As it turns out, Mac was at least partially correct, as this year saw major companies like Walmart make a mockery out of Juneteenth by producing a flavor of ice cream under the same name.
The swirled red velvet and cheesecake ice cream was reportedly slated to come packaged in a yellow, green, and red container reminiscent of the Pan-African flag. The oddly designed product also featured two Black hands high-fiving each other.
“Share and celebrate African-American culture, emancipation and enduring hope,” the label on the ice cream read.
The backlash was swift, prompting Walmart to pull the ice cream product from the shelves of its freezers. However, the corporation decided to leave a number of its other Juneteenth products for sale, including party supplies, plates and T-shirts.
Mac questioned the sincerity behind the timing of Juneteenth becoming a federal holiday.
“My critique is not meant to diminish Ms. Lee’s work nor to stifle what is surely a joyous development for her personally,” Mac continued. “However, we must as organizers question the HOW and WHEN of this action. Why NOW? Why is the Senate so eager to pass a Federal Holiday marking the callous way that enslaved people were notified about the Emancipation Proclamation? What is THEIR goal?”
Cultural critic Trevor Baldwin similarly expressed skepticism and even wondered if a boycott should be in order because, as he wrote in an op-ed for NewsOne, “it feels like we’re honoring a crime – a day commemorating the end of a 2 ½ year hostage negotiation where the captors were not punished yet instead compensated for the inconvenience of slavery ending.”
On the opposite end of the spectrum, Ashley McIver, the senior community philanthropy officer for Communities Foundation of Texas, says Juneteenth is an opportunity to revise the hateful narratives about Black people in America, including and especially Black men. It is an opportunity to tell “the truth” about U.S. history, McIver said while pointing to the deadly insurrection at the U.S. Capitol as another reason for why Juneteenth is needed as a federal holiday.

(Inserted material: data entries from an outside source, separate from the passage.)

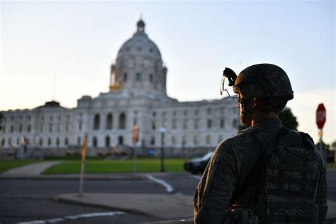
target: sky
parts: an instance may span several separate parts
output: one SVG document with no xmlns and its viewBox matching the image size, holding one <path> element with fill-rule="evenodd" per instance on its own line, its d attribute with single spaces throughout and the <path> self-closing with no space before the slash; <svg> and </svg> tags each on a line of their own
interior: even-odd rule
<svg viewBox="0 0 336 224">
<path fill-rule="evenodd" d="M 0 0 L 1 1 L 1 0 Z M 135 32 L 145 32 L 168 68 L 167 94 L 180 101 L 220 99 L 224 67 L 282 67 L 298 129 L 336 140 L 335 1 L 1 1 L 0 111 L 33 108 L 52 99 L 77 106 L 107 92 L 109 67 Z"/>
</svg>

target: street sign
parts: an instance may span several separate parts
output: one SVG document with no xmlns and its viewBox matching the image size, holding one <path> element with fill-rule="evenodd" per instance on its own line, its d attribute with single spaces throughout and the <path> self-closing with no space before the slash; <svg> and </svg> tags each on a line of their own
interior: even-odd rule
<svg viewBox="0 0 336 224">
<path fill-rule="evenodd" d="M 323 103 L 318 104 L 316 110 L 316 124 L 319 129 L 323 128 L 326 120 L 326 111 Z"/>
<path fill-rule="evenodd" d="M 133 143 L 135 144 L 136 142 L 138 142 L 138 140 L 139 139 L 139 126 L 136 125 L 134 125 L 132 133 L 133 133 L 132 139 L 133 140 Z"/>
</svg>

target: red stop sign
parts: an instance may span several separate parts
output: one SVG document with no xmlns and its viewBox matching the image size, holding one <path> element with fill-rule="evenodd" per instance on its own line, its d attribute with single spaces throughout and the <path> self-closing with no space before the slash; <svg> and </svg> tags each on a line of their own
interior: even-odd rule
<svg viewBox="0 0 336 224">
<path fill-rule="evenodd" d="M 316 124 L 319 129 L 323 128 L 323 125 L 325 123 L 326 111 L 325 107 L 323 103 L 318 104 L 318 109 L 316 110 Z"/>
</svg>

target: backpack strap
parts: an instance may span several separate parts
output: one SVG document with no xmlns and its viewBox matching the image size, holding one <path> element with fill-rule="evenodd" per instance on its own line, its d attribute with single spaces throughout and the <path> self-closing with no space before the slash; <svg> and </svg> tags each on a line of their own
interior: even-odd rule
<svg viewBox="0 0 336 224">
<path fill-rule="evenodd" d="M 233 197 L 230 200 L 229 205 L 230 206 L 233 206 L 235 203 L 236 203 L 240 196 L 242 195 L 242 193 L 245 191 L 247 189 L 250 189 L 252 187 L 257 187 L 258 186 L 262 186 L 264 182 L 264 177 L 263 174 L 266 172 L 266 166 L 267 162 L 270 158 L 271 153 L 274 150 L 275 147 L 276 147 L 279 140 L 284 137 L 289 130 L 285 127 L 282 127 L 276 133 L 274 139 L 273 141 L 269 145 L 269 146 L 266 148 L 265 150 L 262 151 L 260 154 L 259 158 L 257 159 L 257 162 L 253 164 L 251 171 L 249 174 L 246 176 L 245 179 L 243 181 L 243 183 L 235 191 L 235 194 L 233 194 Z M 260 174 L 262 172 L 262 175 Z M 261 189 L 262 187 L 258 188 Z M 263 188 L 262 188 L 263 189 Z M 253 204 L 250 205 L 251 208 L 255 213 L 263 213 L 264 212 L 259 209 L 262 207 L 264 208 L 264 206 L 259 206 L 258 205 L 262 205 L 261 201 L 256 201 L 257 198 L 260 196 L 260 190 L 259 192 L 254 192 L 256 195 L 253 196 Z M 255 211 L 257 210 L 257 211 Z"/>
</svg>

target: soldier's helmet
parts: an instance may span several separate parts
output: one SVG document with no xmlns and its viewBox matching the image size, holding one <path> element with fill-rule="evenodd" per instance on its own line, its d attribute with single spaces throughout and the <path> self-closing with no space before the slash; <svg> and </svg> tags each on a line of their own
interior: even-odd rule
<svg viewBox="0 0 336 224">
<path fill-rule="evenodd" d="M 254 65 L 240 72 L 233 91 L 240 93 L 244 98 L 281 97 L 286 100 L 294 98 L 287 74 L 271 64 Z"/>
</svg>

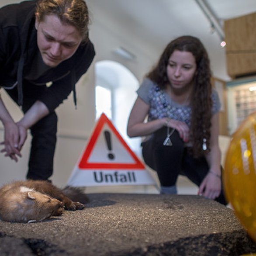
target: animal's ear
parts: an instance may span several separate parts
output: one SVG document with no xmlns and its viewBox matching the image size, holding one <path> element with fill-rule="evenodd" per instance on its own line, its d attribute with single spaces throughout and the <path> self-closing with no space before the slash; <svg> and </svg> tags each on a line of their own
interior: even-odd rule
<svg viewBox="0 0 256 256">
<path fill-rule="evenodd" d="M 29 199 L 35 199 L 35 197 L 33 196 L 31 192 L 28 192 L 28 198 Z"/>
</svg>

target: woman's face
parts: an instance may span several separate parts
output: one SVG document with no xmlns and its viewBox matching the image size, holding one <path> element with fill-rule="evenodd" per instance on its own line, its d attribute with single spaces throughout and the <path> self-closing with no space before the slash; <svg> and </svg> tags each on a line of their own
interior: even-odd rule
<svg viewBox="0 0 256 256">
<path fill-rule="evenodd" d="M 55 15 L 46 15 L 39 22 L 36 15 L 37 44 L 45 63 L 55 67 L 70 58 L 82 41 L 78 29 L 62 22 Z"/>
<path fill-rule="evenodd" d="M 167 74 L 173 89 L 181 89 L 191 85 L 196 71 L 195 59 L 191 52 L 175 50 L 170 56 Z"/>
</svg>

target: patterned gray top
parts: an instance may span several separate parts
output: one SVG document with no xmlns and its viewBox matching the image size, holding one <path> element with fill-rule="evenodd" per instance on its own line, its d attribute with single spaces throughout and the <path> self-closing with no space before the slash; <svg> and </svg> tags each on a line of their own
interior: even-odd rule
<svg viewBox="0 0 256 256">
<path fill-rule="evenodd" d="M 151 80 L 145 79 L 137 91 L 138 96 L 150 105 L 148 121 L 169 117 L 186 123 L 190 127 L 191 109 L 190 105 L 184 106 L 173 101 L 169 95 Z M 212 90 L 213 114 L 221 107 L 217 91 Z"/>
</svg>

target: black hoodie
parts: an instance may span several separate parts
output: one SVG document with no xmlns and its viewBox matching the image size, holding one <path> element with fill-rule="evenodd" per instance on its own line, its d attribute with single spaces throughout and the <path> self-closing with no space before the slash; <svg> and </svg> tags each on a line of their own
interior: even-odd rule
<svg viewBox="0 0 256 256">
<path fill-rule="evenodd" d="M 52 85 L 37 99 L 51 112 L 72 90 L 76 105 L 76 83 L 89 67 L 95 52 L 88 40 L 81 44 L 71 58 L 49 69 L 36 80 L 24 79 L 39 51 L 35 27 L 36 2 L 26 1 L 0 9 L 0 87 L 8 90 L 17 86 L 18 104 L 22 105 L 23 83 L 37 86 L 51 82 Z"/>
</svg>

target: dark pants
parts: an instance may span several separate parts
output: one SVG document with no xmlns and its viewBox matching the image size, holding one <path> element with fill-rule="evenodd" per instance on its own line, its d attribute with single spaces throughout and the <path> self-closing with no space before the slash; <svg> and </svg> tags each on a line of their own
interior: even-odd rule
<svg viewBox="0 0 256 256">
<path fill-rule="evenodd" d="M 25 113 L 43 91 L 44 86 L 24 83 L 23 84 L 23 113 Z M 17 102 L 17 87 L 6 90 L 12 99 Z M 55 112 L 50 113 L 30 128 L 32 141 L 27 178 L 48 180 L 53 169 L 58 118 Z"/>
<path fill-rule="evenodd" d="M 170 138 L 173 145 L 164 146 L 163 143 L 166 138 L 166 129 L 163 127 L 157 131 L 150 140 L 142 144 L 145 163 L 157 172 L 161 186 L 175 185 L 178 176 L 182 174 L 200 186 L 209 171 L 205 159 L 195 159 L 189 154 L 177 131 Z M 216 201 L 227 204 L 223 188 Z"/>
</svg>

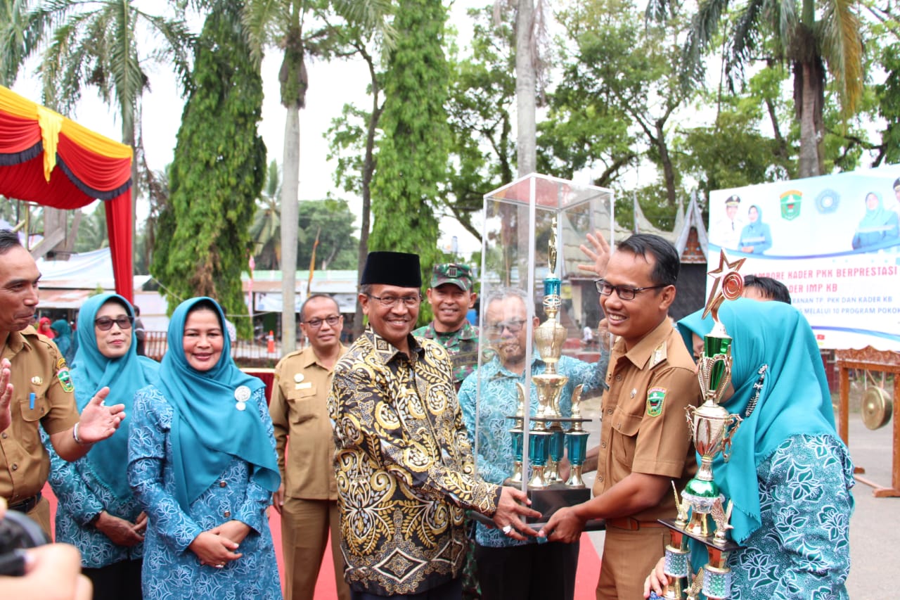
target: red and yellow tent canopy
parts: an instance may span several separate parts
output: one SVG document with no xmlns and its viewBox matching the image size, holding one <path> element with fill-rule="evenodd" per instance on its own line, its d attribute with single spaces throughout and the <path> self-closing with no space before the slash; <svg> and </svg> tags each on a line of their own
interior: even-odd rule
<svg viewBox="0 0 900 600">
<path fill-rule="evenodd" d="M 130 302 L 131 149 L 0 86 L 0 194 L 74 210 L 103 200 L 116 292 Z"/>
</svg>

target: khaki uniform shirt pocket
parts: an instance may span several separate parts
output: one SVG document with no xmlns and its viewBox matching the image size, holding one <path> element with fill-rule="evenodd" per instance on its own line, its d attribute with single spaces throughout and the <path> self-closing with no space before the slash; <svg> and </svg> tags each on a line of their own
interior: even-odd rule
<svg viewBox="0 0 900 600">
<path fill-rule="evenodd" d="M 612 423 L 612 458 L 614 468 L 613 481 L 621 481 L 631 473 L 631 466 L 634 461 L 637 448 L 637 432 L 644 420 L 643 414 L 628 414 L 618 408 L 608 417 Z"/>
<path fill-rule="evenodd" d="M 321 412 L 321 407 L 318 405 L 320 402 L 316 397 L 316 386 L 311 382 L 309 386 L 301 389 L 292 389 L 285 395 L 289 406 L 291 421 L 294 423 L 302 423 L 310 419 L 315 419 Z M 302 386 L 303 384 L 298 384 Z"/>
</svg>

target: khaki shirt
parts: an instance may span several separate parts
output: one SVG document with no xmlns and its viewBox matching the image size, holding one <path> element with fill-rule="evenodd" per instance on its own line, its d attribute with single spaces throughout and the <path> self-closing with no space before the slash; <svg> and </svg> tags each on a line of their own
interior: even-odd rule
<svg viewBox="0 0 900 600">
<path fill-rule="evenodd" d="M 50 434 L 65 432 L 78 423 L 78 409 L 66 359 L 56 344 L 33 327 L 10 332 L 0 358 L 9 359 L 14 387 L 13 422 L 0 432 L 0 496 L 15 504 L 47 483 L 50 459 L 40 442 L 38 423 Z"/>
<path fill-rule="evenodd" d="M 346 353 L 342 345 L 340 356 Z M 284 494 L 292 498 L 338 500 L 334 432 L 326 405 L 333 376 L 311 346 L 291 352 L 275 366 L 269 414 Z"/>
<path fill-rule="evenodd" d="M 630 351 L 617 340 L 607 371 L 603 422 L 594 495 L 633 471 L 675 479 L 679 490 L 697 471 L 685 408 L 700 400 L 694 361 L 668 319 Z M 639 521 L 674 517 L 671 493 L 631 516 Z"/>
</svg>

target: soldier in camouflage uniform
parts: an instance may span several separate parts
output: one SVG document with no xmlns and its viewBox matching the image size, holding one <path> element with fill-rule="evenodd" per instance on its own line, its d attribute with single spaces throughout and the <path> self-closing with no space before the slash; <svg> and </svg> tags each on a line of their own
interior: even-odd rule
<svg viewBox="0 0 900 600">
<path fill-rule="evenodd" d="M 465 319 L 466 312 L 475 305 L 478 298 L 472 286 L 472 269 L 467 265 L 453 262 L 436 265 L 428 291 L 435 318 L 412 332 L 417 337 L 434 340 L 447 350 L 456 391 L 463 379 L 478 367 L 478 328 Z"/>
<path fill-rule="evenodd" d="M 447 350 L 457 392 L 463 379 L 478 367 L 478 328 L 465 318 L 478 298 L 472 287 L 472 269 L 468 265 L 454 262 L 435 265 L 431 287 L 427 292 L 435 318 L 412 332 L 417 337 L 434 340 Z M 466 600 L 482 597 L 475 572 L 473 527 L 474 522 L 467 521 L 469 547 L 463 568 L 463 597 Z"/>
</svg>

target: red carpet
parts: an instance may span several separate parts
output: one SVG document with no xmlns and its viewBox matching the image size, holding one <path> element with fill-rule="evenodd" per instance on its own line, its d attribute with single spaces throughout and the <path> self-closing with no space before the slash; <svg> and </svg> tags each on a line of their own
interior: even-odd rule
<svg viewBox="0 0 900 600">
<path fill-rule="evenodd" d="M 50 523 L 53 527 L 53 515 L 56 514 L 56 496 L 50 490 L 50 484 L 44 486 L 44 496 L 50 503 Z M 284 588 L 284 562 L 281 553 L 281 515 L 274 509 L 269 511 L 269 525 L 272 529 L 272 538 L 275 544 L 275 557 L 278 559 L 278 573 L 281 574 L 282 589 Z M 316 583 L 317 600 L 334 600 L 338 597 L 335 590 L 335 569 L 331 563 L 330 541 L 325 549 L 325 559 L 319 571 L 319 581 Z M 597 579 L 600 575 L 600 559 L 594 550 L 594 544 L 587 533 L 581 535 L 581 548 L 578 556 L 578 574 L 575 577 L 575 598 L 583 600 L 594 597 Z"/>
</svg>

“During the month that offers the clashing of public hearings on the Capitol insurrection as well as celebrations of Juneteenth and Father’s Day, it is crucial to subscribe to asset-based framing initiated by Trabian Shorters, CEO and co-founder of BMe, that supports an accurate story of Black people, especially Black men. It is one that defines them by their aspirations and contributions,” McIver wrote in an op-ed for NewsOne. “It is past time to tell a different story.”
The range of reactions expressed around Juneteenth becoming a federal holiday speaks to the myriad experiences of Black people in America. It also reinforces what Black people have been saying for many many decades now: There is no singular, monolithic so-called Black experience.
As such, Darlene Alfred, a United Women in Faith Board Member from the Central Texas Conference, invited all Americans to use the newest federal holiday as “an invitation to continue learning about our history while celebrating the possibilities of tomorrow.”
“As I reflect on Juneteenth, two old sayings come to mind: “I don’t know what I don’t know” and “You can’t teach what you don’t know,” Alfred wrote for NewsOne. “These simple phrases speak volumes. Our job as a community is to support the education of our youth, ensuring they are aware of our past and present as well as our hope for the future.”